Un soldado empapado hasta la médula entró en el puesto de guardia por una puerta en arco. Se quitó el casco y colgó la alabarda en el portalanzas. Imprecó contra el tiempo y se situó frente a la chimenea encendida, sacudiendo pies y brazos para calentarse. Miró alrededor: algunos de sus compañeros dormían; algunos otros, que ya llegaban tarde para el cambio de guardia, se ajustaban la capa encerada para protegerse de la lluvia que caía sin tregua desde hacía tres días; otros se entretenían jugando a los dados.

—En cuanto me seque, me toca a mí —gritó—. ¡Hoy he decidido que voy a recuperarme, asquerosos fulleros!
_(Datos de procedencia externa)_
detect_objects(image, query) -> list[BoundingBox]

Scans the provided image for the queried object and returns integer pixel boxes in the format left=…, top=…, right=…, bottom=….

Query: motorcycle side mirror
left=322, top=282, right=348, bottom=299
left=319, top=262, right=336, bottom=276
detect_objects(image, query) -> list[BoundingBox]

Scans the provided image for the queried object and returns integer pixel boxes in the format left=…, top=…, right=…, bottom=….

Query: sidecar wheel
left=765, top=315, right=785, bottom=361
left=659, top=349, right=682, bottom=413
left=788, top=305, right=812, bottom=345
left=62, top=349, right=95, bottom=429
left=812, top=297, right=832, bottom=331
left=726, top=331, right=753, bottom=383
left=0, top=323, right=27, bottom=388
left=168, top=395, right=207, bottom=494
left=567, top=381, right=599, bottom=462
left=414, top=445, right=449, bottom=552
Del taburete donde jugaban le llegaron un cáliz de peltre, que esquivó por poco, y una serie de gestos de burla y alusiones al oficio de su madre.

—Antes de perder tus últimas monedas, ve a echar un vistazo a nuestro huésped, venga.

El jefe de la guardia acompañó la orden con un golpe del codal contra la puerta, y el soldado salió disparado por el pasillo. Desde allí se oía el curso violento del Tíber, que había rebasado el primero de los niveles de seguridad. Cogió un farol de cobre y dirigió la luz hacia la primera de las tres celdas. El prisionero seguía allí, inmóvil y desnudo como la estatua de san Sebastián. Algo le rozó las piernas.

—Sisto, ¿qué quieres?

El gato emitió un largo maullido y pasó dos veces por entre sus botas, rozándolo con la cabeza y ronroneando. Después se alejó con el rabo tieso y poco después volvió, dejando a sus pies un ratón con el cuello roto.

—Buen chico.

Al alejarse el soldado, Ada Ta estiró los músculos y prosiguió con sus reflexiones. El hombre de blanco se había enfurecido cuando le contaba que el hombre de púrpura estaba en posesión del libro. El primer oso había recibido con rabia la noticia de que el otro había robado la miel, buena señal. Las posibilidades eran dos, pues: o el segundo oso le había dicho al primero la verdad, es decir, que la miel ya no estaba en su poder, y en ese caso vendrían ambos a pedirle cuentas, o el segundo había hecho creer al primero que aún lo tenía, y en ese caso Ada Ta habría recibido únicamente la visita del primer oso, y eso le habría confirmado que los dos osos competían por el botín. Y aunque alguna vez había visto a dos osos buscando miel juntos, nunca se había encontrado con que se la repartieran de un modo equitativo. Tal como decía Lao Tsé, con quien coincidía plenamente, es más fácil que suceda una cosa sencilla que una difícil, así que lo mejor es seguir la vía de lo razonable, en lugar de perder el tiempo con la más tortuosa.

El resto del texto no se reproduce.